地球の中で実際に起こった地震現象を、揺れの観測データから明らかにして、そこから地震発生の背後にある一般的な物理過程を抽出することを目指しています。特に、地震の発生過程を応力や摩擦強度といった物理量から理解する研究を進めています。地球内部の応力・強度・流体の状態は直接測ることができないため、各地震活動の特徴や背景をうまく活用し対象に応じて情報を引き出そうとするアプローチを取っています。 現在は日本海溝沿いのプレート境界で同じ場所に繰り返し起こる「繰り返し地震」に注目し、地震の破壊過程の規則性・不規則性とその意味を明らかにしようとしています。具体的には地震の破壊がどこで始まり、どのように成長し、いつ止まり、その結果どのような規模になるのかを決めている要因の解明に取り組んでいます。とくに宮城沖を含む日本海溝沿いのプレート境界で、これまでに起こった地震と今後起こりうる地震の発生過程を理解することも重要な焦点の一つです。また内陸地震やスラブ内地震の研究を通じて、プレート内の変形過程と応力場の関係や、地殻中の流体が断層強度や地震発生過程に与える影響も調べています。
地震の発生過程に興味を持つようになったきっかけは、高校3年生と大学3年生のときに出身地の近くで起こった2004年新潟県中越地震と2007年新潟県中越沖地震でした。その後、2011年東北地方太平洋沖地震とそれに引き起こされた誘発地震群の研究に携わる中で、地殻応力や断層強度地殻流体の状態を明らかにすることの重要性を強く実感し、現在の研究につながっています。さらに、2021年に宮城県沖合で発生したM7.0地震を調べる中で、数少ない「再現性」をもつ地震現象である繰り返し地震の中に見られる不規則性に興味を持ち、その不規則性を利用して情報を抽出することに特に関心を持って研究を進めています。

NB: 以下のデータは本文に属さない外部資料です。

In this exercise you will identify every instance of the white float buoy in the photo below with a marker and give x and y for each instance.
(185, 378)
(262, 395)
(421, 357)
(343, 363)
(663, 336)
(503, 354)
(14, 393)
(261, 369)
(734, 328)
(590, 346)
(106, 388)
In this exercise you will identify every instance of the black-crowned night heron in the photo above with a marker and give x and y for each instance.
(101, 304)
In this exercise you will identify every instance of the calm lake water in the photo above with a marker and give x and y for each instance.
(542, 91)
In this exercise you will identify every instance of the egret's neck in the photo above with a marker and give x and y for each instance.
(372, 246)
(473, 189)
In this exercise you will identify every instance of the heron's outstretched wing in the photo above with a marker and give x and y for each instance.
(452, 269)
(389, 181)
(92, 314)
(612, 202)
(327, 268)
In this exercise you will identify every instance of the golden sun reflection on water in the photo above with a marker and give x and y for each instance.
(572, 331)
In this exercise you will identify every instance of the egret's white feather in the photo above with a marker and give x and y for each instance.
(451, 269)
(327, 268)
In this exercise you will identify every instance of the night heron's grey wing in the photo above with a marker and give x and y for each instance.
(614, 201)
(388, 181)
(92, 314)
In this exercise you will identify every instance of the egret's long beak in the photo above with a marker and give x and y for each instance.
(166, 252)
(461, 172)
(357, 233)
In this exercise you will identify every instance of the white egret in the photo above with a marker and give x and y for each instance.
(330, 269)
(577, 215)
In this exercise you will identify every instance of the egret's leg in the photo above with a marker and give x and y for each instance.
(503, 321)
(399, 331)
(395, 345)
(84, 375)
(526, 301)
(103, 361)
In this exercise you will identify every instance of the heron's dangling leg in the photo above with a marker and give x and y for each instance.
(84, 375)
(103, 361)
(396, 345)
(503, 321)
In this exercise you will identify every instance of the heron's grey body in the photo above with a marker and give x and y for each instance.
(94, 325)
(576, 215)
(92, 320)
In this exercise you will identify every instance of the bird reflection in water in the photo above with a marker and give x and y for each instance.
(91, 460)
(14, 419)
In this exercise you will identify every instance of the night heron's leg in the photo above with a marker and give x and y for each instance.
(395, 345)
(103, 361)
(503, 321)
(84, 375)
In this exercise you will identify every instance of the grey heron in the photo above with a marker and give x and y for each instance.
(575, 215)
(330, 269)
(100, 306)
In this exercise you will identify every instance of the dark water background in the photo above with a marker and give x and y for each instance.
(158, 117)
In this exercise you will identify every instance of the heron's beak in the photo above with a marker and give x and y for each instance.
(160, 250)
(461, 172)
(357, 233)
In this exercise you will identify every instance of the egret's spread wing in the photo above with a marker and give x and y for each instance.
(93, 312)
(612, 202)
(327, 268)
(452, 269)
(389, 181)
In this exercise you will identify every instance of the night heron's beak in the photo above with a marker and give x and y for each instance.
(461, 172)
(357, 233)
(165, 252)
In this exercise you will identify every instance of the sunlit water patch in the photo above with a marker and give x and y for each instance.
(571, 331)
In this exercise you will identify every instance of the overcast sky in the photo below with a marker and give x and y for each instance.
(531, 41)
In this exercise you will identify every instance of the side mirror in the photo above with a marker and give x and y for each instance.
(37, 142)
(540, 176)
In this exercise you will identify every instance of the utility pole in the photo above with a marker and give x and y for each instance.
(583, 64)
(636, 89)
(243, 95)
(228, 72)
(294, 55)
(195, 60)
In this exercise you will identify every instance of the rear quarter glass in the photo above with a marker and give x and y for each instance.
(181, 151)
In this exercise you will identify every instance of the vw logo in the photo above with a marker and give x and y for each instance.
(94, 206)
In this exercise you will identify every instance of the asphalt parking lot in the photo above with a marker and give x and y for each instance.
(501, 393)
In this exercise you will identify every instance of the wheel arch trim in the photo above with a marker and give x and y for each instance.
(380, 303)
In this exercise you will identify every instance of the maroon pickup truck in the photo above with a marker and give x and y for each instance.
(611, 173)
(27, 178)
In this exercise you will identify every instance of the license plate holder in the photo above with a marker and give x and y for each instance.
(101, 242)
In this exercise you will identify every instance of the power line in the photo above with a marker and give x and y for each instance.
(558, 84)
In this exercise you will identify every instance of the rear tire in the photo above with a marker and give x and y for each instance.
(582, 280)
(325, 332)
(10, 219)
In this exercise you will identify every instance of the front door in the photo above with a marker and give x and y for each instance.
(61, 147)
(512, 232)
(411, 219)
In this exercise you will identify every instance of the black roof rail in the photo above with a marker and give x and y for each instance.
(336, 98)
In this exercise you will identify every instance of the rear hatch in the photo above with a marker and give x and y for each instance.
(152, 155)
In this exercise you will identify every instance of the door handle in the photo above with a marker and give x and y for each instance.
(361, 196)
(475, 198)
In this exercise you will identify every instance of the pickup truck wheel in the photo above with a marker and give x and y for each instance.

私自身は、学生の頃、かなりふらふらしていて、将来研究者になろうというつもりも全くありませんでした。それでも実際に研究を始め、多くの仲間に助けてもらう中で、自分なりの考え方やアプローチを少しずつ見つけてきたように感じています。困難もありましたが、自分が本当に関心を持って取り組んできたことに関わる問題だったからこそ、奮起して乗り越えようと思えましたし、その過程で、多少は打たれ強くなった気もします。
世の中には理屈だけではわからないことがたくさんありますが、自然現象の中にはたしかに理屈で追いかけられる部分もあります。その「わかる部分」を少しずつ広げていくことが理学の研究のおもしろさだと思います。自分がどんなことにおもしろさや違和感を感じるのか、自分の中の興味や志向を大切にしていると、理学研究に限らず自分なりのものの見方や歩き方が少しずつ形になっていくのではないかという気がしています。